香港中央図書館のスローガンは,「情報空間を拡張し,自学自習の新紀元に邁進する」である。同館は,香港の公共図書館の中心としての機能を果たすとともに,市民が同館の施設を活用して生涯学習の理想を実現できるようにすることを大きな目標としている。開館前日には,香港特区行政長官董建華氏が出席して,開幕式典が挙行された。董長官は,挨拶の中で,同館を世界的レベルに発展させ,香港の教育改革を支援し,香港経済を知識本位のモデルへと変換することを援助するよう要望した。
香港中央図書館は,地上11階,地下1階建て,総面積3万3,800平方メートル,現在の所蔵資料は120万点で,200万点収蔵可能である。閲覧席は約2,000席あり,「壁のない図書館」の建築思想に基づき,内部は広々とした空間となっている。職員数は約200名である。
休館日は旧暦正月の1〜3日やクリスマスなどの年7日間であり,他の日はすべて開館する。開館時間は午前10時から午後9時まで(水曜日は午後1時から,土・日曜日・祝日は午後6時まで)となっている。
香港中央図書館では,情報機器類およびコンテンツの整備に力を注ぎ,館内各所にOPAC端末を設置し,蔵書検索ができるようにしている。また,これとは別に「マルチメディア・インフォメーション・システム」と呼ぶ独自開発のシステムを設け,DVD,CD-ROM等の電子媒体,同館所蔵の古典籍のデジタル画像等を閲覧することができる。

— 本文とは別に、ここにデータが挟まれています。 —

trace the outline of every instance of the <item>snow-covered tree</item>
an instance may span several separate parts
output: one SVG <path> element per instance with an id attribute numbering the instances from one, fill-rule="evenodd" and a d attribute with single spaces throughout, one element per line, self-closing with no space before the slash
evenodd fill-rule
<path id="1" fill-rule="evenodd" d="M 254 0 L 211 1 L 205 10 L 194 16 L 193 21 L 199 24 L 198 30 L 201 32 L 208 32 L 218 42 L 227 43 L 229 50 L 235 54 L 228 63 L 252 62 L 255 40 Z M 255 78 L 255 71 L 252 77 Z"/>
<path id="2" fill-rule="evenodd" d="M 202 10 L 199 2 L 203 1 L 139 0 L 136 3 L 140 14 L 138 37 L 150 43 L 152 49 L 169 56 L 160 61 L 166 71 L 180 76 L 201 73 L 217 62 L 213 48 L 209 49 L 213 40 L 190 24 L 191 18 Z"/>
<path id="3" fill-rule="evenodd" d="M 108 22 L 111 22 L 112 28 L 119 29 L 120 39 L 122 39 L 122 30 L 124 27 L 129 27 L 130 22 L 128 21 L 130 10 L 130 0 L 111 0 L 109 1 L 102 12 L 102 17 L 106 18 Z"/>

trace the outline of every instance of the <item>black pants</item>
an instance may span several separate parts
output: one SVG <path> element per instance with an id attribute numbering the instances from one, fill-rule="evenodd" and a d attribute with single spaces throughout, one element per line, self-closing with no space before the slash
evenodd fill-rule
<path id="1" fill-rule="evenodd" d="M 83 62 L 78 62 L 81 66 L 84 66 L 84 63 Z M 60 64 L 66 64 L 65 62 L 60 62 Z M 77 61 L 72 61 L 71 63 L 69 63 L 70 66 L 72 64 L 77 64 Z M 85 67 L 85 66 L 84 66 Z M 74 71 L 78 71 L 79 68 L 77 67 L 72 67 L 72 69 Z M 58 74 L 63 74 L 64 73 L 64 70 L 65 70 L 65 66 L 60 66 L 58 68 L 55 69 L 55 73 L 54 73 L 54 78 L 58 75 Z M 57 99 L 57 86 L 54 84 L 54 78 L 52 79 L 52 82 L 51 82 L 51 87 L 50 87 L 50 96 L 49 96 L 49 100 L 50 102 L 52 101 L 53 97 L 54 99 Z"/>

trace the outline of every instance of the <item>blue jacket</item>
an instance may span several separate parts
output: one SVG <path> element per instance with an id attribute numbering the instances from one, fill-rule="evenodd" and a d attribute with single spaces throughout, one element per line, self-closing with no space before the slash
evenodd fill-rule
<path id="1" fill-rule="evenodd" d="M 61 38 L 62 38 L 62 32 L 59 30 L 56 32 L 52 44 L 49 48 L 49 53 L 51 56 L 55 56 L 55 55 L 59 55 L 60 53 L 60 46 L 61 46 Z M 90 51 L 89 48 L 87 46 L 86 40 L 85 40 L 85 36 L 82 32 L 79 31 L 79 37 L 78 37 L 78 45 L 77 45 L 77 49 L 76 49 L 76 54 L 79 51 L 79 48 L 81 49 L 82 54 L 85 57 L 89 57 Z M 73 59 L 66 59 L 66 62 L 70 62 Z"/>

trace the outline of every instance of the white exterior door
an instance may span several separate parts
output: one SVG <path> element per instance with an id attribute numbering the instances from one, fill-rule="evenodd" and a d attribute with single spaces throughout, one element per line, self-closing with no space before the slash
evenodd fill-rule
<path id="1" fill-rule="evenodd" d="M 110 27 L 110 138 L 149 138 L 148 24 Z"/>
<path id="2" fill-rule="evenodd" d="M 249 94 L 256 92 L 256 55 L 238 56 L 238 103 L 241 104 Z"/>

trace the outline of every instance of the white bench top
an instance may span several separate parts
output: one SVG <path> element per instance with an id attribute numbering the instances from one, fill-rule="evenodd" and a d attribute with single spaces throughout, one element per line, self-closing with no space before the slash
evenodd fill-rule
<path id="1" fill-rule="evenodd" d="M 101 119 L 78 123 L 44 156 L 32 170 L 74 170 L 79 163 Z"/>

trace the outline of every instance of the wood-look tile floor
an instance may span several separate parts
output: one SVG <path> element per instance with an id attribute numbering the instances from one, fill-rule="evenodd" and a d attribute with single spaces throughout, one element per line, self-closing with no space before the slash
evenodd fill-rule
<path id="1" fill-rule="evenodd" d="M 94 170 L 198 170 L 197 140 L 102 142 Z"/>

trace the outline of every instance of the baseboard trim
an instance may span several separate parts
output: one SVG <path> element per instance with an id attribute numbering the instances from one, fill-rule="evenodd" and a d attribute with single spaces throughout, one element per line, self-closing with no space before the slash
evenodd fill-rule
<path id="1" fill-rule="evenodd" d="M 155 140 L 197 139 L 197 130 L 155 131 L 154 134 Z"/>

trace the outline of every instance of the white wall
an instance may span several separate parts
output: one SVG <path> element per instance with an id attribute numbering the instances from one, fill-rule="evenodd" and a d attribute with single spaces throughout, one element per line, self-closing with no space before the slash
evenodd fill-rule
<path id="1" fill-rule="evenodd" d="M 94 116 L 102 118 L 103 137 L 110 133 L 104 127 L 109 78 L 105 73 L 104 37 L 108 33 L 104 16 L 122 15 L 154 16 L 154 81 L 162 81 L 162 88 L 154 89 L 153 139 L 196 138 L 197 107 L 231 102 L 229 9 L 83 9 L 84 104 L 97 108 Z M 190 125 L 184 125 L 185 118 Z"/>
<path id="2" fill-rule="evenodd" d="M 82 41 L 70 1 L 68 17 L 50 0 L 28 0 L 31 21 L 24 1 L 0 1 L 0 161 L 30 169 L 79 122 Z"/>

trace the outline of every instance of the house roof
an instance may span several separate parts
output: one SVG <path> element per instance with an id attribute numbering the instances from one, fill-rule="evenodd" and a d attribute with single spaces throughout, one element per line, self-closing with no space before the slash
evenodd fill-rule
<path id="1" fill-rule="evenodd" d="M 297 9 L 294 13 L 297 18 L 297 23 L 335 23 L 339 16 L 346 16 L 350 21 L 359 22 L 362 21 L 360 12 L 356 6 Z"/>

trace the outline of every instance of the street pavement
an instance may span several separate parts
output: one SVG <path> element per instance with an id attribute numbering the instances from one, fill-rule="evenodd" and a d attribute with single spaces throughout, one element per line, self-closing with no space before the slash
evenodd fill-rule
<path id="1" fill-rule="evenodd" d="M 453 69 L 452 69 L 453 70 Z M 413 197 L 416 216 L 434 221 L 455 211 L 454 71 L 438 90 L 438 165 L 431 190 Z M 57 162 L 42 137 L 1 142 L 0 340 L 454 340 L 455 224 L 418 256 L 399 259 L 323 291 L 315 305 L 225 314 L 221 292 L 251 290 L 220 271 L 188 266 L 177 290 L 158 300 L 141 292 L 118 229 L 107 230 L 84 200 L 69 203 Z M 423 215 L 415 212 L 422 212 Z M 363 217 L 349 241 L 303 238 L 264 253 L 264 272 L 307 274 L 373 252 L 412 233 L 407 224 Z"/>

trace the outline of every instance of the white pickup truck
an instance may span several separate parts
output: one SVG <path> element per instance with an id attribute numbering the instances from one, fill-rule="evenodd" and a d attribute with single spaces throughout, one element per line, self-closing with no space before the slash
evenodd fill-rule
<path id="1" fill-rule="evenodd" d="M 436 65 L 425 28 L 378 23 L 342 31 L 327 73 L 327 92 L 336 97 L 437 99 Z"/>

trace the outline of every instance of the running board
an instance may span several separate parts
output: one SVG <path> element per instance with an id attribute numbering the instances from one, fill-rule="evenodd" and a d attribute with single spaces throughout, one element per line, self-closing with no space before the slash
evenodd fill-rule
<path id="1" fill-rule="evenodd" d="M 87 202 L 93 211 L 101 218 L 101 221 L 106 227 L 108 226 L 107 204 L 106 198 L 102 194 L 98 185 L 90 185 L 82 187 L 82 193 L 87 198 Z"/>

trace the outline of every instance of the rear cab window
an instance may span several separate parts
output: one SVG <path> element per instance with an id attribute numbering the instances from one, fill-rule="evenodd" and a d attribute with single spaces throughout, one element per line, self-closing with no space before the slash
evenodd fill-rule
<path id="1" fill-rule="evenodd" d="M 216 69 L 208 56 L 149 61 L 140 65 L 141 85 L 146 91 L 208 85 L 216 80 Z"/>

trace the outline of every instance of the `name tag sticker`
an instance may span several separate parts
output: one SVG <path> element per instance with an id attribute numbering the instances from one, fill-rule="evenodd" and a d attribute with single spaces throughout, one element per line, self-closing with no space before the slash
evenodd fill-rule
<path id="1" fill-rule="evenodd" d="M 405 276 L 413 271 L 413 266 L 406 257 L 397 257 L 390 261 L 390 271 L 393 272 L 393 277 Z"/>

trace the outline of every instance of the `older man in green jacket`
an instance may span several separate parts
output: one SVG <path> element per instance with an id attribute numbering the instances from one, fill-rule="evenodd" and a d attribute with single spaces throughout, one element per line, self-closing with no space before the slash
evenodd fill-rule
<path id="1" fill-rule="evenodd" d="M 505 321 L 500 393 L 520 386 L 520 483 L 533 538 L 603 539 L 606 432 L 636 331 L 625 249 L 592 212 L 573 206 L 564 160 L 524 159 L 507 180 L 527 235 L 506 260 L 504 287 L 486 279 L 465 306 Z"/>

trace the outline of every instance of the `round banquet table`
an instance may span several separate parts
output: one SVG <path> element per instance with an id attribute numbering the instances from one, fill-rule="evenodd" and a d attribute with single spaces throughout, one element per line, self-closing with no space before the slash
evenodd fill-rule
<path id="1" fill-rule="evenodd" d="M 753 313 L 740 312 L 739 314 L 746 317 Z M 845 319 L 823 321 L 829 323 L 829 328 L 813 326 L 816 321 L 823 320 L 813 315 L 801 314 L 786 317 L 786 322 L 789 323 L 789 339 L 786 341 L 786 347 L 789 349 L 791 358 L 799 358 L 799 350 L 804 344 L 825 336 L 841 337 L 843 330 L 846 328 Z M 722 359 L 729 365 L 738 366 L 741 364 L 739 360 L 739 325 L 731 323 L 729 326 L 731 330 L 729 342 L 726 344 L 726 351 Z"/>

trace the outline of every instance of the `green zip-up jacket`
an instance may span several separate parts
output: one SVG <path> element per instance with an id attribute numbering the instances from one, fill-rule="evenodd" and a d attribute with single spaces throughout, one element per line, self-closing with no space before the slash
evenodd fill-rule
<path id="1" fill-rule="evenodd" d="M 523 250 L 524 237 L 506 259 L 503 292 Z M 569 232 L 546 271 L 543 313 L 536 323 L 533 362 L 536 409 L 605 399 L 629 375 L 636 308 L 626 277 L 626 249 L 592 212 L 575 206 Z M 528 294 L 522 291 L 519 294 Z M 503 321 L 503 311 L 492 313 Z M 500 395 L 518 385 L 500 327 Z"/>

各階の配置を簡単に紹介しよう。1階にはレファレンスや貸出・返却のカウンターがある。2階は児童図書館,おもちゃ図書館(注),児童マルチメディアセンター,3階は成人図書館が置かれている。4階・5階には地図図書館,新聞雑誌閲覧室,6階には青少年図書館,語学学習室,デジタル図書館などがある。8階・9階の中央参考図書館には,一般資料(辞典等),香港関係資料,科学技術・商業金融・人文・国際機関・「香港基本法」関係資料のコーナーがある。また,170台のパソコンを設置して,資料検索,インターネット接続,CD-ROM閲覧等に供している。香港出身の作家の手稿等を集めた文学資料室もある。10階の芸術資料センターでは,音楽・美術関係の資料を提供するとともに,音楽練習室が設置されていて,市民の利用に供することになっている。他に書庫や展示室がある。
当然ながら,香港最大の図書館に対する市民の期待は大きい。開館初日には市民が大挙して押しかけ,入館者数は5万人強に達した。館内はたいへんな喧騒状態となり,本の「争奪戦」も繰り広げられた。その後も,入館者数は予想を大幅に上回っている。大いなる期待を背負って出発した香港中央図書館の今後が注目される。
鎌田 文彦(かまたふみひこ)
(注)8歳以下の幼児・児童を対象に,収集した教育玩具で遊べるよう専門のコーナーを設けている。